Certo, il «nemico» è una certa tv conservatrice, fatta di preti buoni, forze dell'ordine e messaggi per le famiglie, quindi presuntamente «di destra». Eppure non ci sono spartiacque antropologici, non ci sono oasi di purezza. E se in Occhi del cuore non si può criticare la Chiesa, nello stesso tempo, però, non si possono rappresentare neanche terroristi islamici: se c'è un attentato, i responsabili saranno separatisti laici di un paesino asiatico immaginario, per non scontentare nessuno. Del resto uno dei più raccomandati della troupe si fa forte della protezione della «lobby gay». Allo stesso modo, il funereo «stagista schiavo» a cui piace fare la «fotografia politica» finirà per godere dei benefici derivanti da un suo zio eletto in Parlamento, ma nel centrodestra. E persino Arianna, l'arcigna assistente alla regia, interpretata da Caterina Guzzanti, ammette di aver votato Berlusconi.
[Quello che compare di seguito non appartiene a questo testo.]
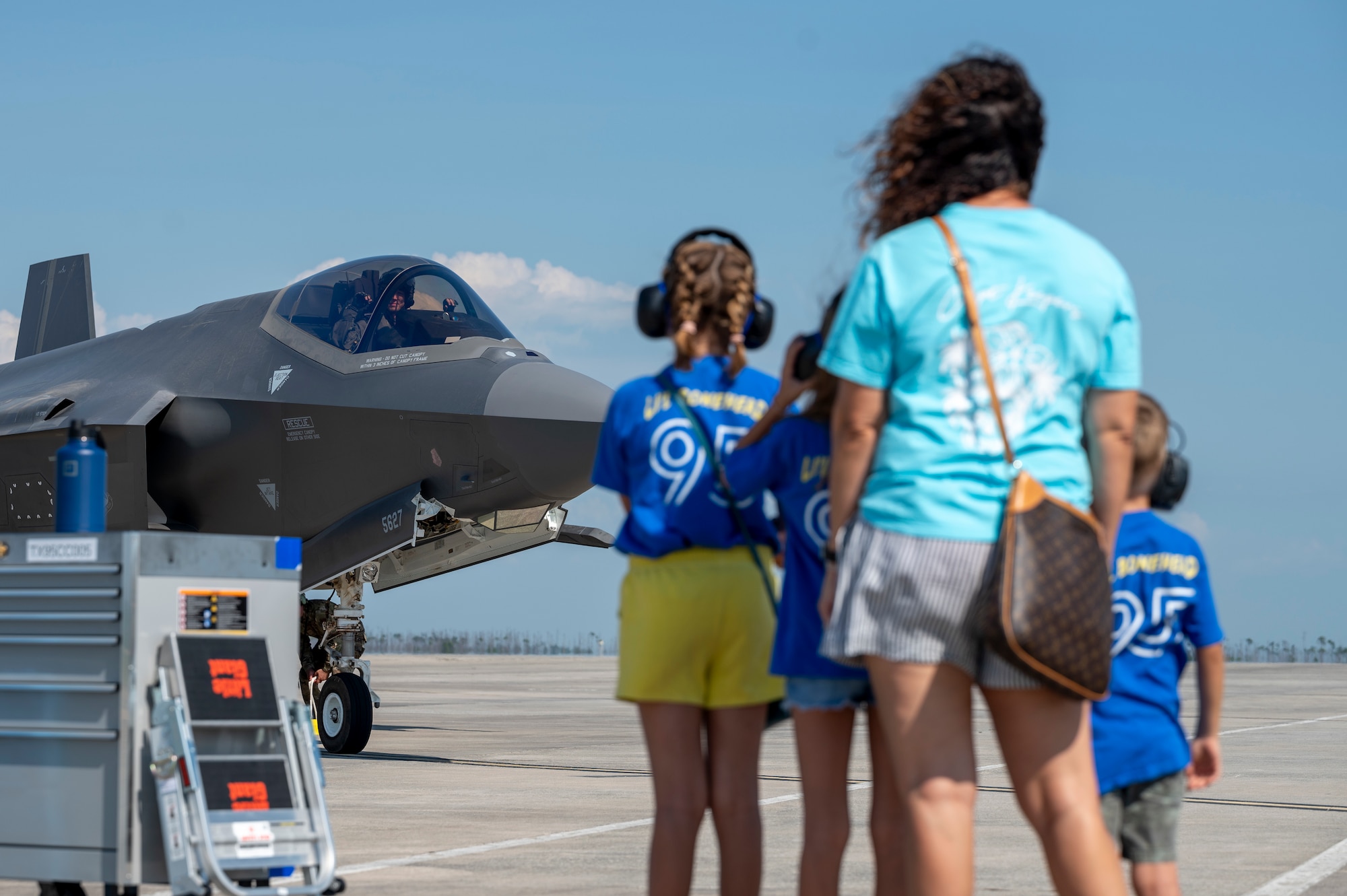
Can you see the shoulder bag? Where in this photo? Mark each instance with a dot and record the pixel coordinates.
(1049, 605)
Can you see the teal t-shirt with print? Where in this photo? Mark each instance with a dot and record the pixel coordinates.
(1059, 319)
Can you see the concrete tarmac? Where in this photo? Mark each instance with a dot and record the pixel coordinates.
(523, 776)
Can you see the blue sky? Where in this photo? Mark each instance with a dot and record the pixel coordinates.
(201, 153)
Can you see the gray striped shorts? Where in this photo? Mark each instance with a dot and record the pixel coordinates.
(913, 600)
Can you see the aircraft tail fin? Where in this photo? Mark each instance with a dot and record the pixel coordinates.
(57, 306)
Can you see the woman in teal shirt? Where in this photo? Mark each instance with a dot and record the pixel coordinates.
(919, 483)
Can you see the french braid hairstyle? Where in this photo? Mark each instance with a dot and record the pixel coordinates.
(973, 127)
(711, 287)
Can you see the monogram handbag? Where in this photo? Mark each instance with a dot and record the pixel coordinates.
(1049, 605)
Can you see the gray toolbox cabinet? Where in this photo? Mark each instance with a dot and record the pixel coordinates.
(83, 619)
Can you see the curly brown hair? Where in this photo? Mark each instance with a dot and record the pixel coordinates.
(973, 127)
(711, 287)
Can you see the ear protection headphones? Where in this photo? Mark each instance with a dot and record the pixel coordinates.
(1174, 477)
(653, 302)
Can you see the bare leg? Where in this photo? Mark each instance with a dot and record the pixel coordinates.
(926, 714)
(733, 739)
(1155, 879)
(824, 740)
(674, 740)
(1046, 742)
(886, 815)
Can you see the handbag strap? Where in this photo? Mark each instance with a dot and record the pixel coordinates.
(719, 469)
(971, 302)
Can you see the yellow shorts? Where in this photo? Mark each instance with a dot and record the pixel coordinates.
(697, 629)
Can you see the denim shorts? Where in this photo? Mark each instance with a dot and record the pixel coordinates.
(1144, 819)
(828, 693)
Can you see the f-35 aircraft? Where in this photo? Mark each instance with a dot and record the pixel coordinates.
(378, 411)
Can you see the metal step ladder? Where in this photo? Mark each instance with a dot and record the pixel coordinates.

In fin dei conti, il vero vilain di Boris è una certa forma vischiosa e inafferrabile di potere, politicamente piuttosto ubiquo, conservatore nel senso che vuole innanzitutto conservare sé stesso, una sorta di versione pecoreccia del deep state, moralmente corruttore a 360 gradi e a tutti i livelli. Una microfisica del potere che coinvolge tutti, in alto come in basso. Una realtà immobile e spacciata, sì, «ma con una strana, colorata, luccicante frociaggine». Parole loro.